I'm a long time reader - since way back when I was seven. That makes it over three quarters of my life that I will be a reader for. But it is worth it. When I'm not reading or wasting my time online on here or Goodreads I'll be off playing video games, studying teaching and messing around with friends and pop culture. Or reading some more.
Good Omens: The Nice and Accurate Prophecies of Agnes Nutter, Witch - Terry Pratchett, Neil Gaiman
I have enjoyed Terry Pratchett on his own. I have enjoyed Neil Gaiman writing on his own. But the two of them writing this book together didn't quite work for me personally. I can understand why many other people have loved this book yet there was something not quite likeable about it for me.
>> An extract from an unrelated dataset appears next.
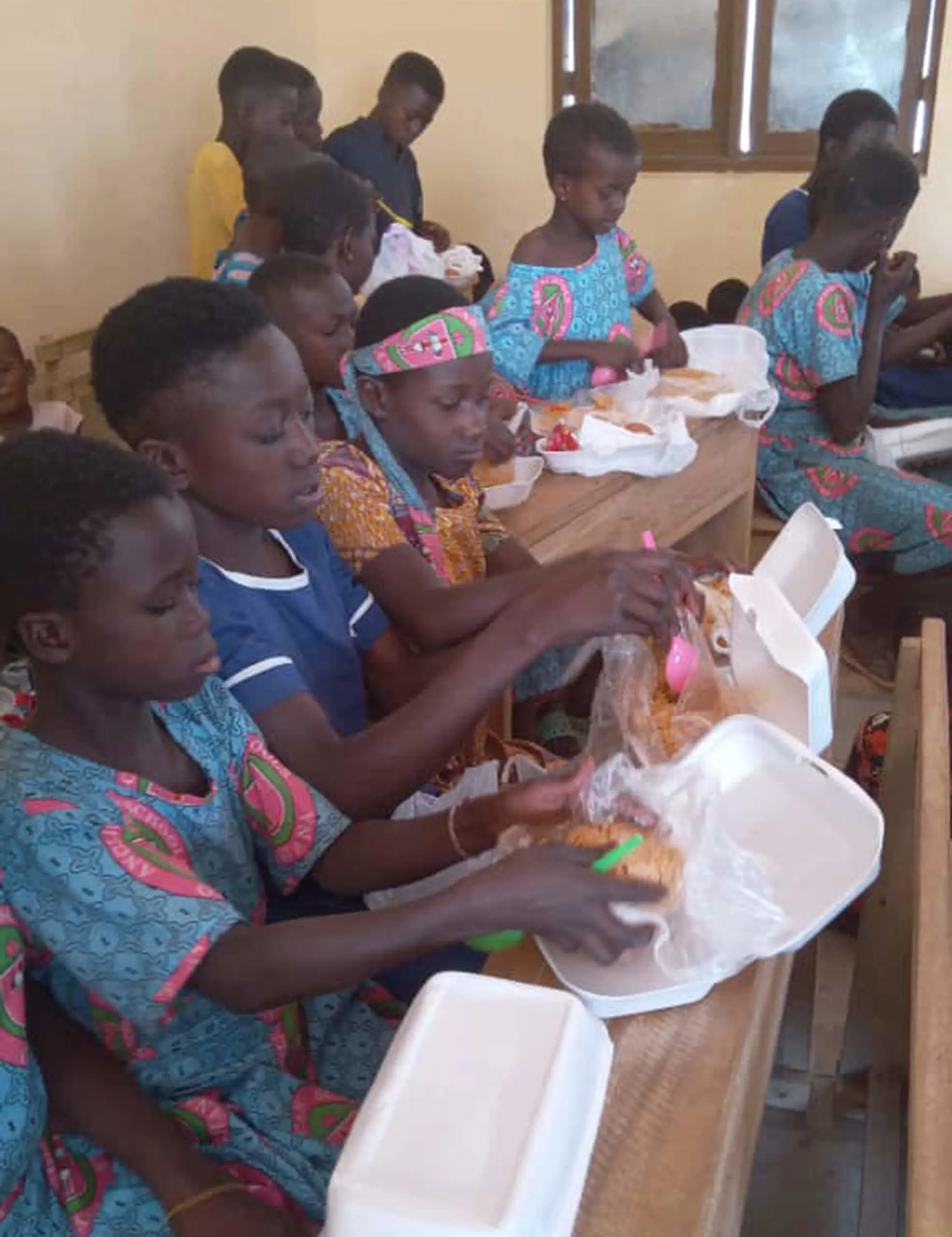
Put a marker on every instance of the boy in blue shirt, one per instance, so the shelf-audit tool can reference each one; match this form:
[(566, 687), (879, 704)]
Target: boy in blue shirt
[(378, 147), (851, 123)]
And no it wasn't the subject matter but rather the writing style adopted and the novel's plot.

This book is somewhat similar to, and somewhat different to the quirky style of The Hitchhiker's Guide to the Galaxy but personally not quite so well composed. There were moments I laughed certainly and there were moments I allowed myself a wry smile but the book on the whole ambled off on far too many tangents to create an overall settled plot. I could almost see the book fighting an invisible narrative wanting for it to go off on another direction and hence the friction of two witty authors working together was visible to me.

The plot follows two spirits, an angel and a demon, as they set off to help kick-start the apocalypse. An apocalypse prophesied years ago by the mad witch Agnes Nutter. It turns out that the angel and demon were also there at the beginning of the world and have been 'friends' on the opposing sides for millennia.

Despite my beliefs I had no problem with the premise as this is a fictional work and not intended to be serious and while I believe in an end of the world I don't necessarily agree with the whole Hollywood apocalypse. Occasionally the two authors prove a little irreverent but that said there was a difference I felt between their poking fun at ideas and openly mocking them. Mocking in my books is never acceptable. A little tongue in cheek humour always is. It depends on how people personally draw the line and I think it's up to the individual making a joke to try not to offend if possible. However you should not be worried about having a laugh about something truly funny for the sake of political correctness.

In the end this was a convoluted book much like this review and I thought it was okay but personally I needed to read a version of this with more definition to it. It felt like it was going off on tangents for laughs and then finished weakly with an ending which while it was humorous and made sense in the book's logic it was also rather unsatisfactory. Still I recommend others do try to read this book as I know many other people who have loved it.